ПРОТОКОЛ ЗАСЕДАНИЯ ШТАБА
от 14.11.2011

Глава 9
Дворовые встречи, или Зачем идти в народ?

   На свою первую дворовую встречу я тащил себя, как Мюнхгаузен из болота: штаб заботливо предупредил, что мое лицо – прекрасная мишень для гнилых помидоров, ибо членов «ЕдРа» здесь не любят еще со времен КПСС. Сотрудники штаба меня отговаривали, а я вяло сопротивлялся, потому что думал – мне сорок с лишним лет, неужели я не смогу зайти в какой-то вонючий двор и встретиться с десятком каких-то избирателей?
   Но это была хорошая мина. В глубине души я знал, что дворовая встреча – это жесть. И скажу вам по секрету, что примерно так думают все кандидаты. Это жесть со многими неизвестными, включая последствия для здоровья. Ну какой нормальный человек после работы будет выходить из теплой квартиры на улицу, чтобы о чем-то там поговорить с кандидатом? Тем более с очередным кандидатом, которых перед выборами разводится как кроликов в брачный период? Только сумасшедший. Ревнивый друг подружки из прошлой жизни. Оппозиция.

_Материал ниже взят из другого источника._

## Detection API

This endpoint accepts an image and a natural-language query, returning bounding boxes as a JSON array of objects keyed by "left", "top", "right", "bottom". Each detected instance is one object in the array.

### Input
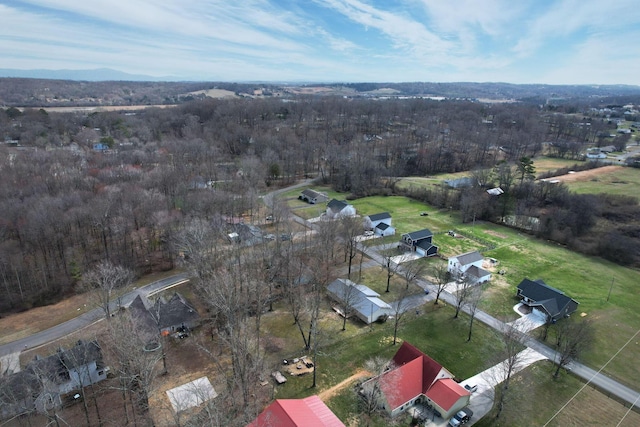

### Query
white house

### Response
[
  {"left": 298, "top": 188, "right": 329, "bottom": 205},
  {"left": 373, "top": 222, "right": 396, "bottom": 237},
  {"left": 327, "top": 279, "right": 393, "bottom": 325},
  {"left": 326, "top": 199, "right": 356, "bottom": 219},
  {"left": 447, "top": 251, "right": 491, "bottom": 283},
  {"left": 399, "top": 228, "right": 438, "bottom": 257},
  {"left": 362, "top": 212, "right": 396, "bottom": 237},
  {"left": 363, "top": 212, "right": 391, "bottom": 230}
]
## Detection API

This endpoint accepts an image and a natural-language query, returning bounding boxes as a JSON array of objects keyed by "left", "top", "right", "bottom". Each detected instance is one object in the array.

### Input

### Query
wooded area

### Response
[{"left": 0, "top": 93, "right": 640, "bottom": 313}]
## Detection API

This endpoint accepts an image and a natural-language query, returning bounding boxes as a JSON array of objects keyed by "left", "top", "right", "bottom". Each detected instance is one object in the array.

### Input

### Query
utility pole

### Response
[{"left": 607, "top": 277, "right": 615, "bottom": 302}]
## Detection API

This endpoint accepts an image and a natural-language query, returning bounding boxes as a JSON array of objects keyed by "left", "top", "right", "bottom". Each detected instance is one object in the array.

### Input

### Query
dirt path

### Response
[{"left": 318, "top": 369, "right": 371, "bottom": 402}]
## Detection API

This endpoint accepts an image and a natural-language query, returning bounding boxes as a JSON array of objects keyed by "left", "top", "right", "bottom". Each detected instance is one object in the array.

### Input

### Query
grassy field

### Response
[
  {"left": 263, "top": 304, "right": 504, "bottom": 425},
  {"left": 474, "top": 361, "right": 640, "bottom": 427},
  {"left": 0, "top": 270, "right": 180, "bottom": 344},
  {"left": 396, "top": 156, "right": 583, "bottom": 189},
  {"left": 565, "top": 168, "right": 640, "bottom": 197},
  {"left": 284, "top": 187, "right": 640, "bottom": 389}
]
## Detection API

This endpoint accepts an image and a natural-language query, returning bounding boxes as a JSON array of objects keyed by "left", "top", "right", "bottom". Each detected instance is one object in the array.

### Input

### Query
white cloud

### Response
[{"left": 0, "top": 0, "right": 640, "bottom": 84}]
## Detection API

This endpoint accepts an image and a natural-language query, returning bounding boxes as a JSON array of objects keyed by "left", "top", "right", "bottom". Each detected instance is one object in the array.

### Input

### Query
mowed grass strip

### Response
[
  {"left": 288, "top": 189, "right": 640, "bottom": 389},
  {"left": 564, "top": 167, "right": 640, "bottom": 197},
  {"left": 474, "top": 361, "right": 640, "bottom": 427},
  {"left": 0, "top": 270, "right": 185, "bottom": 344},
  {"left": 263, "top": 304, "right": 498, "bottom": 402}
]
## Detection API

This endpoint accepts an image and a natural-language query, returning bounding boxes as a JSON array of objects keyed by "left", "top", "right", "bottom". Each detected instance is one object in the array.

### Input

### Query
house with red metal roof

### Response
[
  {"left": 362, "top": 342, "right": 471, "bottom": 419},
  {"left": 247, "top": 396, "right": 345, "bottom": 427}
]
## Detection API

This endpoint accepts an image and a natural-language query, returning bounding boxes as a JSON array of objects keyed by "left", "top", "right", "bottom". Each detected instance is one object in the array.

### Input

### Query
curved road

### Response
[
  {"left": 265, "top": 180, "right": 640, "bottom": 409},
  {"left": 0, "top": 180, "right": 640, "bottom": 409},
  {"left": 0, "top": 273, "right": 189, "bottom": 357}
]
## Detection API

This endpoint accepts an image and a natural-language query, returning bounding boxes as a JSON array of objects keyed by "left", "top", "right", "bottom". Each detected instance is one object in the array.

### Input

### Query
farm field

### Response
[
  {"left": 295, "top": 186, "right": 640, "bottom": 389},
  {"left": 558, "top": 166, "right": 640, "bottom": 197}
]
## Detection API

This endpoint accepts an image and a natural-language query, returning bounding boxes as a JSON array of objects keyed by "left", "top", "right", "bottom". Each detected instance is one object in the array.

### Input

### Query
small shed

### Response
[{"left": 363, "top": 212, "right": 391, "bottom": 230}]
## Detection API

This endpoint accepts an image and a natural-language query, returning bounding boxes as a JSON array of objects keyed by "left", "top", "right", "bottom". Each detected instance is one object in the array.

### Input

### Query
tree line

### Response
[{"left": 0, "top": 93, "right": 634, "bottom": 313}]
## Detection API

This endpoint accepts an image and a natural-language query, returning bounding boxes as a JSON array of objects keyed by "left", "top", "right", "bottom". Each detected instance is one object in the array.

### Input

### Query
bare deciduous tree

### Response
[
  {"left": 82, "top": 261, "right": 133, "bottom": 320},
  {"left": 494, "top": 325, "right": 526, "bottom": 418},
  {"left": 466, "top": 284, "right": 485, "bottom": 342},
  {"left": 432, "top": 262, "right": 451, "bottom": 304},
  {"left": 339, "top": 217, "right": 363, "bottom": 279},
  {"left": 382, "top": 254, "right": 399, "bottom": 292},
  {"left": 452, "top": 278, "right": 473, "bottom": 319},
  {"left": 553, "top": 318, "right": 594, "bottom": 378},
  {"left": 357, "top": 356, "right": 388, "bottom": 425}
]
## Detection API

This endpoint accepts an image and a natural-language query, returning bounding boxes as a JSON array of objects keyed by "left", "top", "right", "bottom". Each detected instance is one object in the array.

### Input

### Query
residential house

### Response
[
  {"left": 517, "top": 279, "right": 579, "bottom": 323},
  {"left": 399, "top": 228, "right": 438, "bottom": 256},
  {"left": 363, "top": 212, "right": 391, "bottom": 230},
  {"left": 373, "top": 222, "right": 396, "bottom": 237},
  {"left": 447, "top": 251, "right": 491, "bottom": 284},
  {"left": 0, "top": 340, "right": 107, "bottom": 419},
  {"left": 327, "top": 279, "right": 393, "bottom": 325},
  {"left": 228, "top": 223, "right": 264, "bottom": 246},
  {"left": 128, "top": 292, "right": 200, "bottom": 341},
  {"left": 487, "top": 187, "right": 504, "bottom": 196},
  {"left": 363, "top": 212, "right": 396, "bottom": 237},
  {"left": 361, "top": 342, "right": 471, "bottom": 419},
  {"left": 154, "top": 292, "right": 200, "bottom": 335},
  {"left": 247, "top": 396, "right": 345, "bottom": 427},
  {"left": 298, "top": 188, "right": 329, "bottom": 205},
  {"left": 325, "top": 199, "right": 356, "bottom": 219}
]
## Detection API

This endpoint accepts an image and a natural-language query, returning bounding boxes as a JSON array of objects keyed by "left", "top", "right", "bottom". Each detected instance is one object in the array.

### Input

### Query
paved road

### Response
[
  {"left": 0, "top": 274, "right": 189, "bottom": 357},
  {"left": 358, "top": 234, "right": 640, "bottom": 409}
]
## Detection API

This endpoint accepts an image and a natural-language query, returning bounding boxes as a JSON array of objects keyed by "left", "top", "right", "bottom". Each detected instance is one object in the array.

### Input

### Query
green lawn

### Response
[
  {"left": 474, "top": 361, "right": 640, "bottom": 427},
  {"left": 565, "top": 167, "right": 640, "bottom": 197},
  {"left": 263, "top": 304, "right": 504, "bottom": 414},
  {"left": 276, "top": 183, "right": 640, "bottom": 389}
]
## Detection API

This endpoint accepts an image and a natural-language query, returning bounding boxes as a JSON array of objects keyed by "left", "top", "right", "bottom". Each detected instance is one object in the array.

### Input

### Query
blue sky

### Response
[{"left": 0, "top": 0, "right": 640, "bottom": 85}]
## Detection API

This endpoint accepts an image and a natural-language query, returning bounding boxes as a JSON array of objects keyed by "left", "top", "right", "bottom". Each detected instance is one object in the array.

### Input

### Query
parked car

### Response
[
  {"left": 464, "top": 384, "right": 478, "bottom": 393},
  {"left": 449, "top": 408, "right": 473, "bottom": 427}
]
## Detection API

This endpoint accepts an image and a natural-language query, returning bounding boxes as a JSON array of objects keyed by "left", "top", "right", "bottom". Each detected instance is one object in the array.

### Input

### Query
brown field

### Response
[
  {"left": 0, "top": 271, "right": 178, "bottom": 344},
  {"left": 17, "top": 104, "right": 176, "bottom": 113},
  {"left": 189, "top": 89, "right": 239, "bottom": 98},
  {"left": 547, "top": 166, "right": 622, "bottom": 182}
]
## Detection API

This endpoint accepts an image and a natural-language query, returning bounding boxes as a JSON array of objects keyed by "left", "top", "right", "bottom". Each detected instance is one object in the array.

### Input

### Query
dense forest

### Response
[{"left": 0, "top": 93, "right": 640, "bottom": 313}]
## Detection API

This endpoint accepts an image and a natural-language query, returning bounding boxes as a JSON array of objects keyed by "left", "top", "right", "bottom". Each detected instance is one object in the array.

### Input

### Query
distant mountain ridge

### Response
[{"left": 0, "top": 68, "right": 179, "bottom": 82}]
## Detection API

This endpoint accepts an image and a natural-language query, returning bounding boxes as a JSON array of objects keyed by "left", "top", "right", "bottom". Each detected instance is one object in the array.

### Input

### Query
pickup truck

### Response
[{"left": 449, "top": 408, "right": 473, "bottom": 427}]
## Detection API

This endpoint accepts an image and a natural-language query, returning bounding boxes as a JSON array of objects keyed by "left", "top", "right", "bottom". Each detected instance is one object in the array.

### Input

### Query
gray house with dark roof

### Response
[
  {"left": 447, "top": 251, "right": 491, "bottom": 283},
  {"left": 129, "top": 292, "right": 200, "bottom": 341},
  {"left": 298, "top": 188, "right": 329, "bottom": 205},
  {"left": 327, "top": 279, "right": 393, "bottom": 325},
  {"left": 362, "top": 212, "right": 396, "bottom": 237},
  {"left": 363, "top": 212, "right": 391, "bottom": 230},
  {"left": 0, "top": 340, "right": 107, "bottom": 418},
  {"left": 325, "top": 199, "right": 356, "bottom": 219},
  {"left": 154, "top": 292, "right": 200, "bottom": 334},
  {"left": 517, "top": 279, "right": 579, "bottom": 322},
  {"left": 399, "top": 228, "right": 438, "bottom": 256}
]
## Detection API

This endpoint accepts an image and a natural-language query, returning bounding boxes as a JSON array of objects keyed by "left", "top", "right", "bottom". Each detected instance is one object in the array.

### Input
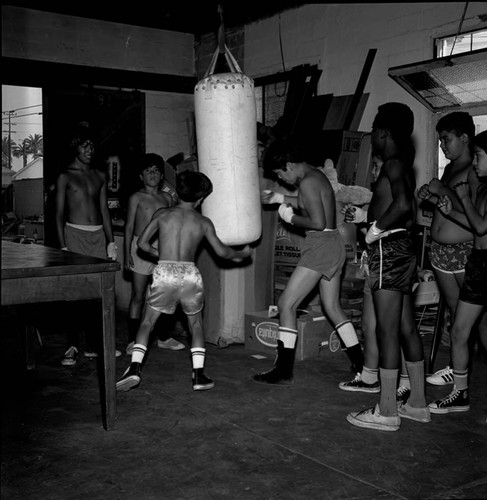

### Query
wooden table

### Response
[{"left": 1, "top": 240, "right": 120, "bottom": 430}]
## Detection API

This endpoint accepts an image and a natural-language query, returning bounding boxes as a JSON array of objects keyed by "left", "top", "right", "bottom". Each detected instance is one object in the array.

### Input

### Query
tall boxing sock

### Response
[
  {"left": 361, "top": 365, "right": 379, "bottom": 384},
  {"left": 132, "top": 344, "right": 147, "bottom": 363},
  {"left": 379, "top": 368, "right": 399, "bottom": 417},
  {"left": 399, "top": 349, "right": 411, "bottom": 389},
  {"left": 399, "top": 373, "right": 411, "bottom": 389},
  {"left": 277, "top": 326, "right": 298, "bottom": 349},
  {"left": 127, "top": 318, "right": 140, "bottom": 343},
  {"left": 191, "top": 347, "right": 206, "bottom": 370},
  {"left": 335, "top": 320, "right": 364, "bottom": 373},
  {"left": 453, "top": 368, "right": 468, "bottom": 390},
  {"left": 406, "top": 360, "right": 426, "bottom": 408}
]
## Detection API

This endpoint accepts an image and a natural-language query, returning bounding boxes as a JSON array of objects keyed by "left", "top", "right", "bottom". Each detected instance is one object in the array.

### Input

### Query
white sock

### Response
[
  {"left": 132, "top": 344, "right": 147, "bottom": 363},
  {"left": 278, "top": 326, "right": 298, "bottom": 349},
  {"left": 191, "top": 347, "right": 206, "bottom": 370}
]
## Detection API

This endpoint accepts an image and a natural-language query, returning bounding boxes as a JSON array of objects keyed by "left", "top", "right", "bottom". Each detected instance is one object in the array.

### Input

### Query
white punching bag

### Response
[{"left": 195, "top": 46, "right": 262, "bottom": 245}]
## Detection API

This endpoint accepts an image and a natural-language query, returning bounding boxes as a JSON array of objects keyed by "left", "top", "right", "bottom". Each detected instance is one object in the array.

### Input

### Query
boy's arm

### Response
[
  {"left": 279, "top": 179, "right": 331, "bottom": 231},
  {"left": 137, "top": 217, "right": 159, "bottom": 259},
  {"left": 55, "top": 174, "right": 67, "bottom": 250},
  {"left": 123, "top": 193, "right": 138, "bottom": 269},
  {"left": 260, "top": 189, "right": 298, "bottom": 208},
  {"left": 453, "top": 182, "right": 487, "bottom": 236},
  {"left": 204, "top": 217, "right": 250, "bottom": 262}
]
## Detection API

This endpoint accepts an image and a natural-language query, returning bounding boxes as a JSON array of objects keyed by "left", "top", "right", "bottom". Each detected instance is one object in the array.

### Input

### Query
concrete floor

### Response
[{"left": 1, "top": 302, "right": 487, "bottom": 500}]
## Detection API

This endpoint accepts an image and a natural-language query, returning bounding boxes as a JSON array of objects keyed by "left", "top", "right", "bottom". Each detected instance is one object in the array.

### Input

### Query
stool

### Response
[{"left": 428, "top": 295, "right": 446, "bottom": 373}]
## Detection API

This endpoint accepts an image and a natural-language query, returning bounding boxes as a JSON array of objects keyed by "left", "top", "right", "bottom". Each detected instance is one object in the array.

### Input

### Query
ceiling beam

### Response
[{"left": 1, "top": 56, "right": 197, "bottom": 94}]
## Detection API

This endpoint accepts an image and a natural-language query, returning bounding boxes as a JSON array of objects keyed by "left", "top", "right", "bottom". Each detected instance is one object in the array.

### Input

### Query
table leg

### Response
[{"left": 101, "top": 273, "right": 117, "bottom": 431}]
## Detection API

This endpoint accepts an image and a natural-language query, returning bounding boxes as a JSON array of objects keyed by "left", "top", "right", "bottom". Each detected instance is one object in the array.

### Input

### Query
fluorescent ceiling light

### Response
[{"left": 388, "top": 49, "right": 487, "bottom": 112}]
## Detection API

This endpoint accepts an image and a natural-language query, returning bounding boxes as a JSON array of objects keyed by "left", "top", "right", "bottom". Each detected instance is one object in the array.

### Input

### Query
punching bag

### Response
[{"left": 194, "top": 46, "right": 262, "bottom": 245}]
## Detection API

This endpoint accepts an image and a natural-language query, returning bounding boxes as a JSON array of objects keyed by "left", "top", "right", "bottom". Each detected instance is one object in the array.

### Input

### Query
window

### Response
[
  {"left": 435, "top": 29, "right": 487, "bottom": 58},
  {"left": 435, "top": 29, "right": 487, "bottom": 179}
]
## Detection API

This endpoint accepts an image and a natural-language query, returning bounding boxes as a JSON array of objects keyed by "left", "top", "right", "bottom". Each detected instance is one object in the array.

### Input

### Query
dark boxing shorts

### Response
[
  {"left": 369, "top": 231, "right": 417, "bottom": 294},
  {"left": 459, "top": 248, "right": 487, "bottom": 306},
  {"left": 297, "top": 229, "right": 346, "bottom": 280}
]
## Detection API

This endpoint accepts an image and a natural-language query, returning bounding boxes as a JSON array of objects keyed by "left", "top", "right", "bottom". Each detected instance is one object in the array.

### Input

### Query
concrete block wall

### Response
[{"left": 243, "top": 2, "right": 487, "bottom": 184}]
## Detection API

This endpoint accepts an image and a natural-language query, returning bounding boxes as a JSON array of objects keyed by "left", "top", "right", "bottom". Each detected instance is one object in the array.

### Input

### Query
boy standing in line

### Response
[
  {"left": 418, "top": 111, "right": 479, "bottom": 385},
  {"left": 347, "top": 102, "right": 431, "bottom": 431},
  {"left": 429, "top": 131, "right": 487, "bottom": 414},
  {"left": 124, "top": 153, "right": 184, "bottom": 355},
  {"left": 56, "top": 125, "right": 121, "bottom": 366},
  {"left": 117, "top": 171, "right": 250, "bottom": 391}
]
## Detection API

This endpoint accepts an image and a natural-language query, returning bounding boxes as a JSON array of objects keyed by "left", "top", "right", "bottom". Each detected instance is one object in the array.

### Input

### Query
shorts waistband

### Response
[
  {"left": 157, "top": 260, "right": 194, "bottom": 265},
  {"left": 306, "top": 227, "right": 338, "bottom": 234},
  {"left": 373, "top": 228, "right": 411, "bottom": 243},
  {"left": 66, "top": 222, "right": 103, "bottom": 232}
]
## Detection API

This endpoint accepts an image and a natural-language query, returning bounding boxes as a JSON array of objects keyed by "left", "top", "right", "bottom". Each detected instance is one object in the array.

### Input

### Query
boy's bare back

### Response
[{"left": 57, "top": 166, "right": 106, "bottom": 225}]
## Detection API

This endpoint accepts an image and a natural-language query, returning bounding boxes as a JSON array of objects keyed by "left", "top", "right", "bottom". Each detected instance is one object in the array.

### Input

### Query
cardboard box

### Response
[
  {"left": 336, "top": 130, "right": 372, "bottom": 188},
  {"left": 245, "top": 311, "right": 340, "bottom": 361}
]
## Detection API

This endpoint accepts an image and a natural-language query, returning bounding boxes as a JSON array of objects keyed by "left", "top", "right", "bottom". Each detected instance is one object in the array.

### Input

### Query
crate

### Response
[{"left": 245, "top": 311, "right": 340, "bottom": 361}]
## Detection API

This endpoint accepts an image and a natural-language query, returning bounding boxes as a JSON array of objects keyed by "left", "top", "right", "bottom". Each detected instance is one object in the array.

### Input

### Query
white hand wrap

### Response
[
  {"left": 278, "top": 203, "right": 294, "bottom": 224},
  {"left": 365, "top": 221, "right": 384, "bottom": 245},
  {"left": 263, "top": 190, "right": 284, "bottom": 205},
  {"left": 352, "top": 207, "right": 367, "bottom": 224},
  {"left": 107, "top": 242, "right": 118, "bottom": 260}
]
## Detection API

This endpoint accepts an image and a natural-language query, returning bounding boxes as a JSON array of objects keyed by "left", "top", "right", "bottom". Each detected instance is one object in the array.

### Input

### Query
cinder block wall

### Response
[{"left": 197, "top": 2, "right": 487, "bottom": 185}]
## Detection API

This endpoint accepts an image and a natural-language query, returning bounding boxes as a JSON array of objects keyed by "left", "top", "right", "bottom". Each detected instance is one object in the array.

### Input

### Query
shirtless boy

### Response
[
  {"left": 253, "top": 142, "right": 363, "bottom": 385},
  {"left": 56, "top": 126, "right": 121, "bottom": 366},
  {"left": 429, "top": 131, "right": 487, "bottom": 414},
  {"left": 117, "top": 171, "right": 250, "bottom": 391},
  {"left": 124, "top": 153, "right": 184, "bottom": 355},
  {"left": 418, "top": 111, "right": 479, "bottom": 385},
  {"left": 347, "top": 102, "right": 431, "bottom": 431}
]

   Понятно, что идти во дворы мне не хотелось. И это слабо сказано. Я оттягивал этот момент, как оргазм, – только без ожидания долгожданного счастья. Поймите меня правильно, я давно жил на другой планете и ходил по улице три шага до ресторана, два шага до спортклуба и один шаг до освещенного подъезда дома с охраной. Все остальное время я был надежно упакован в гаджеты, и на страже моего драгоценного внутреннего мира всегда был автомобиль или неприступная девушка-секретарь.
   И когда передо мной нарисовалась жизнерадостная перспектива «сдохни, урод, вместе со своей партией!», мне очень захотелось позвонить в охранную структуру. Но я сдержался и повел себя на первую встречу в окружении двух помощниц – иначе победоносное явление меня народу могло бы выродиться в фарс, и прощайте тогда все героические усилия.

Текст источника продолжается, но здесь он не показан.